Art is a universal language. What attracts me the most is that London has artists from all over the world and it provides the best exposure for our artists. I firmly believe London is the focal point of the international stage, as well as the interaction between Chinese and Western cultures. Our artists need to stand on this commanding stage to shine.
4. Choose your 3 favourite artworks so far.
The first art piece is from Chen Zizhuang (1913-1976). Mr Michael Sullivan, the leading Western authority on Chinese art, stated in his book on the history of Chinese art "Chen Zizhuang is China's Van Gogh". He is a neglected artist who has never been properly recognised in China or the West. I find the Long Quan landscape paintings to be particularly moving and profound. His influence lives on in the works of his followers and students, most notably the gifted artist Li Huasheng.
The second favourite piece from my collection is from Li Huasheng (1944-2018).

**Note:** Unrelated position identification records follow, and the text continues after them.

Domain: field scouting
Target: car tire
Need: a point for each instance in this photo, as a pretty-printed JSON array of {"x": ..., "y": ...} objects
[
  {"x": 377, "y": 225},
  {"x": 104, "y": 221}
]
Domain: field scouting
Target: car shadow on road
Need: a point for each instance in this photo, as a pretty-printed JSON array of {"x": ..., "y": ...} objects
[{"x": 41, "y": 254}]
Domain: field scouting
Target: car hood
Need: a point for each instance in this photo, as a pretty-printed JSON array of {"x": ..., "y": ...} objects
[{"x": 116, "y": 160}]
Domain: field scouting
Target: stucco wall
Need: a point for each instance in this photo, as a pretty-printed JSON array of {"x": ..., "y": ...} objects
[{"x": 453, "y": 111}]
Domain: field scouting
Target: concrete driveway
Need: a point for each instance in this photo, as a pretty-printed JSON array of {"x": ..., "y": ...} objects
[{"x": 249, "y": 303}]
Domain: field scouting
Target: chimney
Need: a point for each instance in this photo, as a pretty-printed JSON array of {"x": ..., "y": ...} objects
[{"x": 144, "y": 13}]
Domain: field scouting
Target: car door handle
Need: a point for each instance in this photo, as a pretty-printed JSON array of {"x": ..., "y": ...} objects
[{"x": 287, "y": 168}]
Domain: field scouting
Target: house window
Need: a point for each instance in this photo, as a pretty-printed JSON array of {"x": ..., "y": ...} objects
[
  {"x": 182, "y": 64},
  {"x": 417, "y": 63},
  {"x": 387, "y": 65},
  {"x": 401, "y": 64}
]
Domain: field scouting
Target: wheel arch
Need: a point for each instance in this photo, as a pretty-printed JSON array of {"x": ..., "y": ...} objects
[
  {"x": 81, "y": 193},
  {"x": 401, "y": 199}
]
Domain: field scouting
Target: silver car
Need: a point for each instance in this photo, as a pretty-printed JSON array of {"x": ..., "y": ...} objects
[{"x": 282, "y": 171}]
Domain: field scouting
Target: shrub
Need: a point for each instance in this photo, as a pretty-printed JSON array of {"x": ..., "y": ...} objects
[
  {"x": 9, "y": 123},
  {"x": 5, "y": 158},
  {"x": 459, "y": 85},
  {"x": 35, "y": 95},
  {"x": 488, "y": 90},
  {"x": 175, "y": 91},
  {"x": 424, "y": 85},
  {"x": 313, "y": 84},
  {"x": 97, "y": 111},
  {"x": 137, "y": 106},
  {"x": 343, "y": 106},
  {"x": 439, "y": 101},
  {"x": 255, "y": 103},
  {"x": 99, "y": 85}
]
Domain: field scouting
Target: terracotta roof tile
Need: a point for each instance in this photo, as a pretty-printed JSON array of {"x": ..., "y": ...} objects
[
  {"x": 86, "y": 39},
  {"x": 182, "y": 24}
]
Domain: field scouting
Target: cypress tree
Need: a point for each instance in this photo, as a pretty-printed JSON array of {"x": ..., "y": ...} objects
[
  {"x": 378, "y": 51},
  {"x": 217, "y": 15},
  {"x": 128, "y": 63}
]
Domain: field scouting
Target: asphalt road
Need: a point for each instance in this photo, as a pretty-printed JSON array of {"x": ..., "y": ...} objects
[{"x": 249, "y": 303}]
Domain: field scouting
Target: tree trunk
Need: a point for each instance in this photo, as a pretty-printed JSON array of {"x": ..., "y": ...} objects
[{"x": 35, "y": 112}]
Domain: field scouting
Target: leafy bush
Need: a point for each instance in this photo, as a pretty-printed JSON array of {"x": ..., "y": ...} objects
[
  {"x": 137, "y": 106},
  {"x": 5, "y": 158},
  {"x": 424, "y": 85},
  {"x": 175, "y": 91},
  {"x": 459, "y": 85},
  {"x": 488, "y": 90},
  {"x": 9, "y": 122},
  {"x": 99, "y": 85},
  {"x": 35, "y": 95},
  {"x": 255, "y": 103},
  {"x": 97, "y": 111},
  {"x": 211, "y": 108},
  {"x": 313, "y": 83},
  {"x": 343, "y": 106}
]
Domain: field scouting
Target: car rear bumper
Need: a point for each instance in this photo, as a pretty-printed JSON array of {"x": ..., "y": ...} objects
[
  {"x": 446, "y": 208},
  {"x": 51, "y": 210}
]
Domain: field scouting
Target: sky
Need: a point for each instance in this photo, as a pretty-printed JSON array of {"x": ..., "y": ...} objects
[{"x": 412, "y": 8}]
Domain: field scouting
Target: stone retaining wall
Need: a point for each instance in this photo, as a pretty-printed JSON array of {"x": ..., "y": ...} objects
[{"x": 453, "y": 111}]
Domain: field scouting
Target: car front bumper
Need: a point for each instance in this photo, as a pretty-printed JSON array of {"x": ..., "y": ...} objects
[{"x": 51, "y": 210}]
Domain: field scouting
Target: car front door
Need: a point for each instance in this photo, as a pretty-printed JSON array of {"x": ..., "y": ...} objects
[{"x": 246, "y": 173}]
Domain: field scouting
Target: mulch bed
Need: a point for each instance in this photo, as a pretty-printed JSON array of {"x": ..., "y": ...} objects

He totally transformed the Chinese watercolour painting style to modern art and his paintings became simple and playful, taking joy in colour. From the art piece below you can sense his first steps in moving on from a traditional watercolour style.
In the mid 1990s Li Huasheng made dramatic changes his painting style. Lines of monks turned into symbols in his mind and he found he could describe and express time and existence, both of his subject and himself, using the flow of line upon paper. Line became of utmost importance to him. Its appearance on paper represented his existence, his state of being - emotionally, physically and spiritually. It became the manifestation of his qi or life force. This was the start of Li’s gradual transition into abstraction which completed around 1997.
The very last but not the least one piece from my art collection will be Cai Yinkun (1963). His remarkable expressionist colours in bright, eye catching watercolour is unique. He was born in Chengdu, Sichuan, in 1963. Cai Yinkun is a full-time painter of the Chengdu Academy of Painting, as well as being a member of the China Artists Association. He specialised in freehand flower and bird painting. He describes his freehand painting as, “heavy, clumsy, big, and arrogant” with “heavy colours”. The most enjoyable moment of being with him is watching him using brush painting on the floor. What a extraordinary experience!
5. Can you tell us about your upcoming shows?
There are many artists who I will promote from my collection. Soon I will host pop-up exhibitions in Oxford and London. I am looking forward to that but there are no confirmed dates yet - stay tuned for updates.
6. In the ever-evolving art market, which new trend or development do you anticipate to be the next significant breakthrough?
I am interested in how AI technology will influence the future of the art market, the new forms of art that may be created, new ways of promoting and sharing artworks and the challenges of intellectual property rights.